RE: Handles and PURLs from Bass, Mick on 2003-05-22 (www-rdf-dspace@w3.org from May 2003)

From: Bass, Mick <mick.bass@hp.com>
Date: Thu, 22 May 2003 07:16:46 -0700
To: "Butler, Mark" <Mark_Butler@hplb.hpl.hp.com>, " (www-rdf-dspace@w3.org)" <www-rdf-dspace@w3.org>
Message-ID: <40700B4C02ABD5119F000090278766440656B704@hplex1.hpl.hp.com>
The topic, rather than Handles and PURLs, is more generally I think systems for naming and resolution.

In particular are higher-level abstractions or services (and thus systems/standards/frameworks for providing them) than vanilla URIs (some subset of which are GETable URLs) useful or _required_, particularly when issues of persistence and preservation are brought in scope, and need to be addressed given the real organizational social/political/economic constraints that Mark accurately points out. 

> 5. Due to 3, URIs tend to mix identity and version (i.e. 
> date, time). There are some disadvantages...
...
> this may be easier than keeping track of a bunch of metadata 
> that says all these identifiers refer to versions of the same 
> resource.
> 
> 6. The concept behind PURLs and Handles is good, i.e. when a
> resource moves you don't need to worry about it.

A little over a year ago, in the context of framing naming decisions for Dspace, I wrote a paper [1] that tries to tease apart the various functions that need be covered in a naming/resolution system that requires persistence in guarantees of the global uniqueness of names and/or persistent resolution capabilities for the named resources.  Note that it does have a bibliography, which includes the Larry Stone paper as well as some other excellent work, in particular that on "ark:" URNs.

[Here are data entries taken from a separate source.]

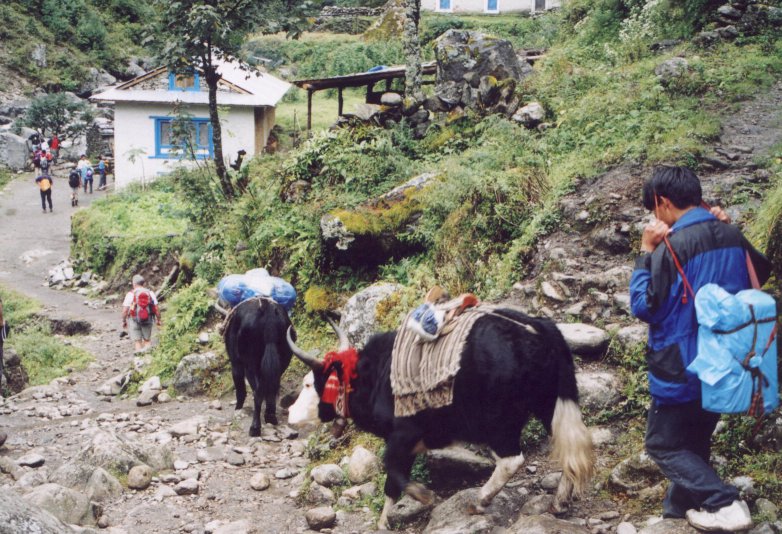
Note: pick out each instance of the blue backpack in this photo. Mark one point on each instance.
(737, 351)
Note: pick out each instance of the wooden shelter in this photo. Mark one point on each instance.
(361, 79)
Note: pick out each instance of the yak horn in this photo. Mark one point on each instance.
(344, 344)
(309, 358)
(219, 308)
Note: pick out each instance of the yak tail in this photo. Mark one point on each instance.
(570, 439)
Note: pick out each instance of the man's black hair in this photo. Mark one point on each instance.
(678, 184)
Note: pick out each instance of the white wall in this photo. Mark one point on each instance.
(479, 6)
(134, 130)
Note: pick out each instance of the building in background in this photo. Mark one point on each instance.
(148, 140)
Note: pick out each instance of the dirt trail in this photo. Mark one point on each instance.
(31, 242)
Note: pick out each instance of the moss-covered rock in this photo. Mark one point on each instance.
(374, 231)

Now it is possible that this is a crap paper, so it may be useful if those on the list could comment on

1) does the described functional breakdown make sense?
2) how would it be covered by the semantic web architecture?
And maybe
3) how close/distant do you believe these issues are to the remit of SIMILE

My perception is that Handle System is attempting to address some shortcomings or difficulties in covering this functional space using URI's and GETable http: URLs exclusively.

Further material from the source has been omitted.